This is just the strangest thing and I'm not sure why or what is happening. Everything runs fine in SQL Server but results in errors when ran in PHP.
In PHP, I build a dynamic statement that contains one to many queries or statements. It looks like this:
begin try
begin transaction
-- statement 1
UPDATE table_name SET status = 1 WHERE things='stuff';
-- dynamic: to run after inserts
exec [dbo].[SP_TEST_2];
exec [dbo].[SP_TEST_3];
exec [dbo].[SP_TEST_9];
exec [dbo].[SP_TEST_14];
commit
select 'successful' as for_php_success_message
end try
begin catch
rollback
select error_number() as for_php_error_number
,error_severity() as for_php_error_severity
,error_state() as for_php_error_state
,error_procedure() as for_php_error_procedure
,error_line() as for_php_error_line
,error_message() as for_php_error_message;
end catch
This morning, someone came to me because the front page to all of this was throwing errors at them. Warning: mssql_query() [function.mssql-query]: message: The ROLLBACK TRANSACTION request has no corresponding BEGIN TRANSACTION.

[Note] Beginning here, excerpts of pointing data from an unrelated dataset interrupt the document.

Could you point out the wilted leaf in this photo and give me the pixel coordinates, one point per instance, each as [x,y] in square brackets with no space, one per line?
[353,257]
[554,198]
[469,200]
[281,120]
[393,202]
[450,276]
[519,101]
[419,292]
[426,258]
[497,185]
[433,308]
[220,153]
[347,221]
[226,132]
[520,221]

This code has been untouched for several months and hasn't had any problems. The code in the stored procedures probably has changed since then.
I copied the code over to SQL Server Management Studio to test and everything ran fine from a direct copy and paste. No errors, no warnings, just successful.
Next, I looked up transactions online and changed rollback
to if @@trancount>0 rollback
and this did fix the transaction error; however - I had a new error from PHP:
Array
(
[for_php_error_number] => 50000
[for_php_error_severity] => 16
[for_php_error_state] => 1
[for_php_error_procedure] => SP_TEST_Record
[for_php_error_line] => 247
[for_php_error_message] => spTEST_Record: 515: Cannot insert the value NULL into column 'TEST_DATA', table 'tempdb.dbo.#IDs________________________________________________________________________________________________________________00000001D27E'; column does not allow nulls. INS
)
(still, a reminder: no errors are returned if I run the exact code in SQL Server Mgmt Studio)
The error involves a SP that is called at the end of each of the SP_TEST_#
procedures listed in the dynamic query that PHP built. I cannot copy the SP code over to here because this is work stuff and I didn't write them so I'd really prefer to not have to paraphrase them, either, because they are huge and not formatted well. I will however, show the top of SP_TEST_RECORD
where the error occurs (which isn't on line 247):
ALTER PROCEDURE [dbo].[SP_TEST_Record] (
@Test_ID real=0, @debug int=1, @create_entry int=0, @autoclose bit=0, @autodelete bit=0
)
AS
BEGIN
SET NOCOUNT ON;
declare @vtest_id real; set @vtest_id=@Test_ID
declare @vdebug int; set @vdebug=@debug
declare @vcreate_entry bit; set @vcreate_entry=@create_entry
declare @vautoclose bit; set @vautoclose=@autoclose
declare @vautodelete bit; set @vautodelete=@autodelete
declare @test_date datetime; set @test_date=getutcdate()
declare @ct int;
begin try
begin tran
if object_id('tempdb..#IDs') is not null drop table #IDs
CREATE TABLE #IDs (TYC_ID int not null, TYC_TYPE_ID int not null, TYC_ENV_ID int not null, TEST_DATA nvarchar(2000) null) ON [PRIMARY]
ALTER TABLE #IDs ADD PRIMARY KEY NONCLUSTERED (TYC_ID, TYC_TYPE_ID, TYC_ENV_ID)
insert into #IDs(TYC_ID, TYC_TYPE_ID, TYC_ENV_ID, TEST_DATA)
select TYC_ID, TYC_TYPE_ID, TYC_ENV_ID, TEST_DATA from SR_TESTING where TEST_ID=@vTest_ID
So - one thing I know... some how, my PHP transaction was being ended by something in one of the stored procedures that was called by the dynamic statement and that is cause of the transaction issue. There are transactions inside of those stored procedures.
But why don't I see the null insert error in SQL Server when I run the same exact code? If there's a null insert, there's a null insert... so why would it make a difference if it was called from PHP or not?
And less importantly, how was my transaction being ended by one of the stored procedures in the beginning?
Why was thetransaction ended by the SP's when the code was ran in PHP but not when it was ran in SQL Server?
Is there some execution-concurrency-order of operations-transaction hierarchy-something going on?